招魂和驱鬼,本就是巫术和灵学的两大重点。只要有人相信人死而魂存,才能化而为鬼。既然有魂,那么在活着的时候,也一样会有魂魄,甚室会偶一不慎、或因其他异常之故,而离开了活人的身躯。

失魂,就是受到惊吓之故。梦游不醒、撞邪遇鬼、阴魂附身、遭巫术受制,也会摄去魂魄。乃至打斤牛、摔交、撞伤头部,也会遇上“失魂”的情形。

有“失魂”就有“招魂”。

顾步现在施的就是“招魂术”。

——他给“蓝牙”所噬,正如给僵尸所咬一样,如果不及时抢救,去除尸毒,也会变成活僵尸,同样要咬人吸血。
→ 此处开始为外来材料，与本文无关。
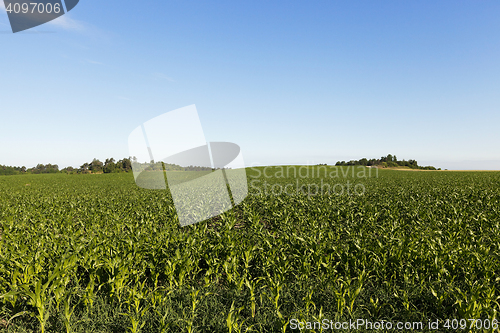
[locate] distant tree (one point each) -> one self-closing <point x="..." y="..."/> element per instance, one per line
<point x="96" y="166"/>
<point x="84" y="168"/>
<point x="109" y="165"/>
<point x="125" y="164"/>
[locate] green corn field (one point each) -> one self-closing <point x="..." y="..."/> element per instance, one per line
<point x="96" y="253"/>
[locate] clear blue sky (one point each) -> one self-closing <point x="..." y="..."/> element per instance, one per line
<point x="291" y="82"/>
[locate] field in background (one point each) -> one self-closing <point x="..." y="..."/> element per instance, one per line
<point x="95" y="253"/>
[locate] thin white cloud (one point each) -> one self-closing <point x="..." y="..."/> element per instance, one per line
<point x="67" y="23"/>
<point x="163" y="77"/>
<point x="124" y="98"/>
<point x="94" y="62"/>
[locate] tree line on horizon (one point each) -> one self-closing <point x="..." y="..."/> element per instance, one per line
<point x="385" y="162"/>
<point x="110" y="165"/>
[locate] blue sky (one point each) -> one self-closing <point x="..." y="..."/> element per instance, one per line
<point x="291" y="82"/>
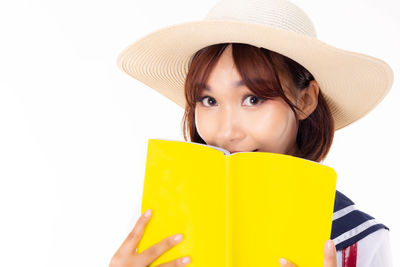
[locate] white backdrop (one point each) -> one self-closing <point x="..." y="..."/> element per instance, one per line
<point x="74" y="128"/>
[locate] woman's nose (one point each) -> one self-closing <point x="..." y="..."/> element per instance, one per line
<point x="230" y="127"/>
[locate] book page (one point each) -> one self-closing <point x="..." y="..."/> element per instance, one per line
<point x="185" y="187"/>
<point x="280" y="206"/>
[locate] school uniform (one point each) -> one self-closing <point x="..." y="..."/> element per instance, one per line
<point x="360" y="240"/>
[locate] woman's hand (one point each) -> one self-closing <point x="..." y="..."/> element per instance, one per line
<point x="127" y="256"/>
<point x="329" y="256"/>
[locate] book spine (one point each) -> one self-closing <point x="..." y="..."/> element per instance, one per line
<point x="228" y="213"/>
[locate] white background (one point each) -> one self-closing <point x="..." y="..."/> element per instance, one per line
<point x="74" y="128"/>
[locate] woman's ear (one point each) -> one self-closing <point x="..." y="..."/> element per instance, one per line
<point x="308" y="100"/>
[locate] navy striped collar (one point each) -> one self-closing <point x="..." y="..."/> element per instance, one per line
<point x="349" y="225"/>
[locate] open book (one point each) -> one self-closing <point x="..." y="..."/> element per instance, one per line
<point x="241" y="209"/>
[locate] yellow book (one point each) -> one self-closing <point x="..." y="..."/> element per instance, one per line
<point x="236" y="210"/>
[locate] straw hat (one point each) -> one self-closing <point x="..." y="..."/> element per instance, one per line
<point x="352" y="83"/>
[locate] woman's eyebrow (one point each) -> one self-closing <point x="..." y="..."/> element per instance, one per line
<point x="203" y="86"/>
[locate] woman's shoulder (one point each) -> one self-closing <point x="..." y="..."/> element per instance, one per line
<point x="350" y="225"/>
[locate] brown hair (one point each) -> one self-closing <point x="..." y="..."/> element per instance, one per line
<point x="259" y="68"/>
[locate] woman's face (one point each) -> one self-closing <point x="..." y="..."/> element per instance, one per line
<point x="231" y="117"/>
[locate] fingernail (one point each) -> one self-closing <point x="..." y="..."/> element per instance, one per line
<point x="147" y="213"/>
<point x="178" y="238"/>
<point x="186" y="260"/>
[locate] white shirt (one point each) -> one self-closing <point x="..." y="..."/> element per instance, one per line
<point x="372" y="251"/>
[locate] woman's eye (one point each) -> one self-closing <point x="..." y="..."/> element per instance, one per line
<point x="207" y="101"/>
<point x="252" y="100"/>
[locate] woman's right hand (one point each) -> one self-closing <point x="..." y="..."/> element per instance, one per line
<point x="127" y="256"/>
所以邹升才指明要他答应所开的条件以取解药。解“蓝牙”之毒就是要修炼者的“牙粉”。

不过顾步不为所挟。

他虽没练过这等恶歹的妖术,但他毕竟是“第九流”的得意传人,他自懂得破解之法。

他用的是“招魂之术”;先把自己的魂魄召回来。

给“蓝牙”咬着之际,一魂一魄已经散失,只剩下二魂五魄,他趁自己元气尚在,先透过奇术异能,将自己失散的主魂主魄聚集一起,再用外敷内服的药力来驱散牙毒。
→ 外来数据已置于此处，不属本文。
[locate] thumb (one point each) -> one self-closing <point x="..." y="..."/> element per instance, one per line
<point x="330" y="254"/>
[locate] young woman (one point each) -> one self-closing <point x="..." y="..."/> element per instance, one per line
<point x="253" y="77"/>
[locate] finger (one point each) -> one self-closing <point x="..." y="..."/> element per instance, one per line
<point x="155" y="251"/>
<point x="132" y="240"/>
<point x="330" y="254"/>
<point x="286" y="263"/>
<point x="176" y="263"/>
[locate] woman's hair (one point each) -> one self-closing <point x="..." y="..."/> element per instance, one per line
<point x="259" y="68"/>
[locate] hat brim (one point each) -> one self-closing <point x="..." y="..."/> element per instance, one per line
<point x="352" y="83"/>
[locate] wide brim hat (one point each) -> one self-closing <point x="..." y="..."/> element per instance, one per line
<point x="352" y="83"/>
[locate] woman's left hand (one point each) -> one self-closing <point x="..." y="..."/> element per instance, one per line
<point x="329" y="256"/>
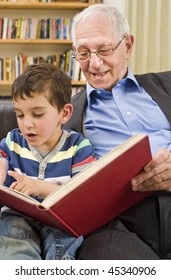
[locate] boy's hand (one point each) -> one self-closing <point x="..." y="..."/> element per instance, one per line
<point x="30" y="186"/>
<point x="3" y="170"/>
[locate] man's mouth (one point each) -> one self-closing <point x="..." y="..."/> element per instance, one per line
<point x="101" y="74"/>
<point x="30" y="136"/>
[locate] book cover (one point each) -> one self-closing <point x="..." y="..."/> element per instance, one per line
<point x="93" y="197"/>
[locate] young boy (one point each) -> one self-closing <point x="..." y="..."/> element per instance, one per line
<point x="39" y="156"/>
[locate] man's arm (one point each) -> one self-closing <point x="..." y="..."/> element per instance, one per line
<point x="3" y="169"/>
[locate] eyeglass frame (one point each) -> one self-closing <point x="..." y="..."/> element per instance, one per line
<point x="97" y="52"/>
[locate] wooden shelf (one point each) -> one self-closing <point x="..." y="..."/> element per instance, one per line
<point x="35" y="41"/>
<point x="43" y="6"/>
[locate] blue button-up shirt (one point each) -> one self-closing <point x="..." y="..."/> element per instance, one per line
<point x="113" y="117"/>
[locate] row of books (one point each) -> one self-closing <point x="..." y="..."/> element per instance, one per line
<point x="34" y="28"/>
<point x="43" y="1"/>
<point x="10" y="68"/>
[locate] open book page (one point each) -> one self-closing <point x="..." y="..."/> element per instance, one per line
<point x="90" y="171"/>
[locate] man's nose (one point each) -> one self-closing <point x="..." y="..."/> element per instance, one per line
<point x="95" y="61"/>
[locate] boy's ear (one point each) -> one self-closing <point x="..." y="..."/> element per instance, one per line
<point x="66" y="113"/>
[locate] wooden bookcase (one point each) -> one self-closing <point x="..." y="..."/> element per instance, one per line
<point x="40" y="47"/>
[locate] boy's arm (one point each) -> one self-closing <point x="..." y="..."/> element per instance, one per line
<point x="3" y="169"/>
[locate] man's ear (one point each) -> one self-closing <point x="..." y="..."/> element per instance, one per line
<point x="66" y="113"/>
<point x="129" y="40"/>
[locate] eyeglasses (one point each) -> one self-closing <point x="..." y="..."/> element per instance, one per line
<point x="84" y="56"/>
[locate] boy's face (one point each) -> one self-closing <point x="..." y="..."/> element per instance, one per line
<point x="40" y="122"/>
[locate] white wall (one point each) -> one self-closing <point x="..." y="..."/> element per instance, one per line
<point x="150" y="23"/>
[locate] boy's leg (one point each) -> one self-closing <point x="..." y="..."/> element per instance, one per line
<point x="57" y="245"/>
<point x="17" y="239"/>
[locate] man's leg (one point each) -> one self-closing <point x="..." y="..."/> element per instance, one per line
<point x="134" y="235"/>
<point x="115" y="243"/>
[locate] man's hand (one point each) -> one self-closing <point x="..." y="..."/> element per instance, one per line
<point x="156" y="174"/>
<point x="3" y="169"/>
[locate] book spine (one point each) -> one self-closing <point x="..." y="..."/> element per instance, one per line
<point x="64" y="224"/>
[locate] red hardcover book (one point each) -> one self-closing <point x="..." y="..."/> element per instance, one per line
<point x="93" y="197"/>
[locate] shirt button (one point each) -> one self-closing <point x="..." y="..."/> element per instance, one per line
<point x="128" y="113"/>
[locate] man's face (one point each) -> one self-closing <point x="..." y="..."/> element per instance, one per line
<point x="96" y="33"/>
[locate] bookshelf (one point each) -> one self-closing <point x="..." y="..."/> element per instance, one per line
<point x="9" y="48"/>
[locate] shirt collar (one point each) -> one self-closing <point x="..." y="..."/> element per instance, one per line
<point x="127" y="81"/>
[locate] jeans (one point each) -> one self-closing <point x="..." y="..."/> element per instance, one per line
<point x="26" y="239"/>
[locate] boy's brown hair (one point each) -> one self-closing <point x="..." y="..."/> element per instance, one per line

他已及时敲“白鬼”的一枚蓝牙,彻底解毒的妙方已把握在手。

他自信还解得了这种毒。

——在“第九流”里,这一代传下来的人;麦当恶,邹升和自己。无论是蛊术、巫术还是异术,还是以自己为最强,邹升就是因为胜不过自己,才去投靠毛锋,处处跟自己作对。

他喊自己的名字。

一声、一声、又一声。

时而温和。

时而凄厉。

就在他慢慢感觉到那失去的魂和骤散了的魄已逐渐向他靠近时(那其实一点也不玄奇,就像你“没精打采”的时候,只要用一些方法:例如喝一杯奶茶、咖啡,或抽一根烟、洗一把脸,就会重新恢复精力和神采一般。招魂术其实不过是更“浓烈”的咖啡奶茶而已),他突然感觉:

另一样“事物”也迫近了他。

——那绝对不是魂!

——也决不是魄!

而是人!

敌人!

他陡挣开罩布,睁开了眼。

那人本来还想偷偷的再接近他一些,可是纵使这是顾步最精力涣散、神疲意倦之际,那人想摸近顾步身前,仍力有未逮。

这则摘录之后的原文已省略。